Com base em todos esses diagnósticos, o Programa do Cerrado definiu suas estratégicas de ação para o bioma e nesse sentido estamos trabalhando com um rede de parceiros em seis corredores de biodiversidade que abrangem a região de Emas, Médio Araguaia, Cadeia do Espinhaço, Vão do Paranã, região do Jalapão e oeste da Bahia e a região entre Uruçuí-Una e Mirador. Algumas dessas regiões correspondem a centros de endemismos que são muito importantes do ponto de vista biogeográfico do Cerrado.

Somente no Cerrado aplicamos anualmente um montante de quase meio milhão de dólares para apoiar projetos de pesquisa com espécies ameaçadas, inventários biológicos em regiões pouco conhecidas, criação de unidades de conservação (como é o caso do recém-criado Parque Nacional Chapadas da Mesa, um unidade com 160.000 hectares localizada no estado do Maranhão e criada com recursos da CI-Brasil), implantação de unidades de conservação (como é ocaso do apoio aos planos de manejo do Parque Nacional da Serra do Cipó, Parque Nacional de Emas e Parque Nacional Sempre Vivas) e concessão de bolsas de estudos a pesquisadores e estudantes de pós-graduação de universidades como a UFMG, UFG e UnB.

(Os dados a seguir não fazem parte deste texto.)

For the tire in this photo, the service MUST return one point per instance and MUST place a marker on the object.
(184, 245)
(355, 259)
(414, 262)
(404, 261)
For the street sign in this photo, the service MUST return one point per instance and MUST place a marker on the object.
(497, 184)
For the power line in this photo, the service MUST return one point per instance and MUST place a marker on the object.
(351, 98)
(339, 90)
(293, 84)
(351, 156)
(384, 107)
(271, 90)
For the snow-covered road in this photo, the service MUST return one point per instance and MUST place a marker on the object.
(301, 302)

Para complementar essas ações e apoiar outras, estamos articulando a constituição de dois fundos fiduciários, sendo um voltado para a manutenção de unidades de conservação públicas, em uma parceira com o MMA, Banco Mundial, Ibama e TNC, e outro voltado para a conservação da biodiversidade em terras privadas, em uma articulação com a Fundação Boticário e a Fauna & Flora International. Tais fundos receberão recursos destinados a proteger a biodiversidade em áreas críticas ou estratégicas, definidas pelas ações acima.

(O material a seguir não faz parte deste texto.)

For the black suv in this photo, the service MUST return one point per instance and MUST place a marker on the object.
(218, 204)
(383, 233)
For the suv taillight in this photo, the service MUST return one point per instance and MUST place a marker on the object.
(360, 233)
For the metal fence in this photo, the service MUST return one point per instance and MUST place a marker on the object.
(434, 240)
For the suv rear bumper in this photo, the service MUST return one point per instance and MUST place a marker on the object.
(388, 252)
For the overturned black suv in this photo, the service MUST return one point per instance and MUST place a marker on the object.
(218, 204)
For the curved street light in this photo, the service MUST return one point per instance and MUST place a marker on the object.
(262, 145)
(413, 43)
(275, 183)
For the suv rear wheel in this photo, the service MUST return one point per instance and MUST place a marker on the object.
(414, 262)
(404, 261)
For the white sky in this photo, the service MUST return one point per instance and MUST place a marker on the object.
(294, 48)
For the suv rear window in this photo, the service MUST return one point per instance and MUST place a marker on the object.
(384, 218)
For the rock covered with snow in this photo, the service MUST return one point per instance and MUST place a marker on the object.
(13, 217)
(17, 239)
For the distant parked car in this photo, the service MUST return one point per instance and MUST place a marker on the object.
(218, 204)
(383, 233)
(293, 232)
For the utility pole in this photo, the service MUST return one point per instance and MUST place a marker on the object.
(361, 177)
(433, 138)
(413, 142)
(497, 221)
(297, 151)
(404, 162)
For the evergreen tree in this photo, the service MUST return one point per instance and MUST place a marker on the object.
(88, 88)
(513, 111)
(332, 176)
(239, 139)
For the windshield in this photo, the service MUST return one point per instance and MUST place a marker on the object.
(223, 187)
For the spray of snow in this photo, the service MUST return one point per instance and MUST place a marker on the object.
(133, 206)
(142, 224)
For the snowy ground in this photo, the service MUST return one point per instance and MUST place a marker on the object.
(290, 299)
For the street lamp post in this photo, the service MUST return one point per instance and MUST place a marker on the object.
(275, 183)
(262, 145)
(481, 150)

Desta forma, o senhor poderá verificar que a nossa atuação em prol da conservação do Cerrado não é baseada em projetos individuais, como é o caso do projeto com a Bunge ou tantos outros que apoiamos em várias regiões do Brasil, mas sim em diagnósticos amplos e abrangentes sobre as necessidades e prioridades de conservação do bioma.

Por sermos uma instituição transparente e que promove parceiras, gostaria de aproveitar a oportunidade para demonstrar que estamos abertos a qualquer sugestão, contribuição ou observação sobre nossas atividades e estratégias. Contudo, críticas pejorativas e infundadas, como a que foi veiculada na matéria do jornal O Eco, não serão aceitas ou toleradas, venha de q= uem quer que seja.